College can be tough. You have a seemingly endless amount of assignments piling up and you don’t know how you’re going to complete the first essay, let alone the next 10.
Take it from someone who recently graduated, it doesn’t get easier. However, here are 3 writing tips to help you get through all those mind-numbing essays.
1. Plan, Schedule and Structure
Plan and Schedule
As far back as I can remember, teachers would tell us to draw a mind-map before beginning the first draft of an essay. The easiest way to go about is tell yourself the whole story – see how your essay sounds. Does it make sense? Does your argument hold? Are you convinced by your own points?
It may seem like a silly thing now but having a plan of how you want your essay to come together is essential.
Draw up a timetable with set deadlines for each step in the process – from research to writing that first draft. Stick to your deadlines.
Procrastination is one of my weakest points when it comes to writing. Don’t be like me. Be realistic with your time management and don’t leave it for the last minute.
However, if you’re incredibly short on time, you can always rely on a service like WriteMyEssayOnline.
Every essay has a set structure (rules) that needs to be followed:
You’ve written essays throughout your entire academic career; the structure should be the very least of your concerns.
However, there’s more than one structure to consider. The information that you place in the Body of the essay should have its own structure as well.
This information needs to flow together seamlessly and without effort. Each part (paragraph) should relate to the next, and they should all have relevance to the essay topic. The worst thing you could do is put the information together in an incohesive format that will confuse the reader.
2. Reading, Research and Notes
To write better, you need to make a habit of reading often and widely.
Writers don’t just write – they read. You may find that a writer who specializes in a specific discipline (genre) has knowledge in multiple other disciplines as well. Reading is a writer’s best resource.
Research and Note-taking
When it comes to writing for a specific topic, you’ll need to gather as much information on that topic as possible.
While I know how tedious research can be, but it’s necessary.
Be sure to only take notes and not quote entire paragraphs.
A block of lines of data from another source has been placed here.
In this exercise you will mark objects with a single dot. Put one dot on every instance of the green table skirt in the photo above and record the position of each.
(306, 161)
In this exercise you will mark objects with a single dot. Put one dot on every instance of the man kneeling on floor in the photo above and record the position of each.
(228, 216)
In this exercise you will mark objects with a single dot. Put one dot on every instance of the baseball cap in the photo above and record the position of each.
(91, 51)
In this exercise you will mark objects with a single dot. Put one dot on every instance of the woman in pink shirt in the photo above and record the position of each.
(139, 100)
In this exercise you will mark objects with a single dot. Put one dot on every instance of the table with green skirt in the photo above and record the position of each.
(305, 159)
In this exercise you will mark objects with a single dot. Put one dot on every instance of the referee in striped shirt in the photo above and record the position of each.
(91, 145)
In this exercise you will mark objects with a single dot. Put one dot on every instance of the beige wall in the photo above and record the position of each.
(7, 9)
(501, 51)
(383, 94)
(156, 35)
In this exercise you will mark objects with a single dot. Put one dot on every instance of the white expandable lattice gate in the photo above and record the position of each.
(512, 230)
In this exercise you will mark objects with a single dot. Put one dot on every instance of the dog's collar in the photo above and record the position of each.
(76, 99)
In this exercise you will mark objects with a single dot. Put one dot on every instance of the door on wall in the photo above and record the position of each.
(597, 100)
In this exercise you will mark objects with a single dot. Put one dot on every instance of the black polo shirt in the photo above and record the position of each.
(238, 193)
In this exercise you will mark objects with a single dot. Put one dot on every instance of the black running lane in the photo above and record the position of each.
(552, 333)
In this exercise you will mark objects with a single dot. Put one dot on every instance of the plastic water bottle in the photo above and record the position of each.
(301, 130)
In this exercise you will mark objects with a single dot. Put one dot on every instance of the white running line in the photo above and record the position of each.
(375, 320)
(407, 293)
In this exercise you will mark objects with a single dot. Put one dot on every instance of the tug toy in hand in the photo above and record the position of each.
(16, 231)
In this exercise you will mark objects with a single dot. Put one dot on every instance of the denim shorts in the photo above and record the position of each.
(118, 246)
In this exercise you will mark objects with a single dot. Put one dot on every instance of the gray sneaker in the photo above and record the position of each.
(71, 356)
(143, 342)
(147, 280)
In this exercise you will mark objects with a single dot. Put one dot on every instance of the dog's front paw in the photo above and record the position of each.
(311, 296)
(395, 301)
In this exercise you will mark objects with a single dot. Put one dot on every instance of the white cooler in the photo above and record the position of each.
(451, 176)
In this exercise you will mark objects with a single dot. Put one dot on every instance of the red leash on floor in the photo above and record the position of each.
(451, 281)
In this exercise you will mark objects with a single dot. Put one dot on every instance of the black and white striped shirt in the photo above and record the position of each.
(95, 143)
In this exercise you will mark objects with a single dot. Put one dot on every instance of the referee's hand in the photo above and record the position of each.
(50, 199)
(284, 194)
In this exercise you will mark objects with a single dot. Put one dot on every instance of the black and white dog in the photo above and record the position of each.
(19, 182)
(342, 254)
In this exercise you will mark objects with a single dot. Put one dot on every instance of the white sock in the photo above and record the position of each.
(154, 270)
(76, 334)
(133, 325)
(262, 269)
Your research is meant to be used as an aid, not a crutch.
Don’t be lazy; use multiple sources and credit them when quoted. This is very important. If you copy and paste text from a source, you’ll be committing plagiarism.
3. Review, Proofread and Edit – Critically
You’ve finished your first draft, and that’s wonderful. Now, check you work. And check it again. And a third time.
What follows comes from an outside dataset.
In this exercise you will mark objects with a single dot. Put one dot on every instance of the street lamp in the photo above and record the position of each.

Yes, I’m serious; trust me on this. I’ve made the mistake of only reviewing my work once, and I ended up sending in work that had way too many errors.
When proofreading your work, you need to be critical in your editing. You need to be able to delete unnecessary words or sentences and change the wording where necessary. I know how difficult it’s to be objective to your own work, but you need to try.
Now, review it again.
- Plan and schedule a time for each step in the writing process
- Stick to deadlines
- Create a structure for your essay
- Research and use multiple sources
- Take notes, but use quotes as little as possible
- Avoid plagiarism
- Review. Review. Review.
- Critical editing
- Review again
Don’t be afraid to share your opinion; it’s your argument after all. Your professors wants to know what you think.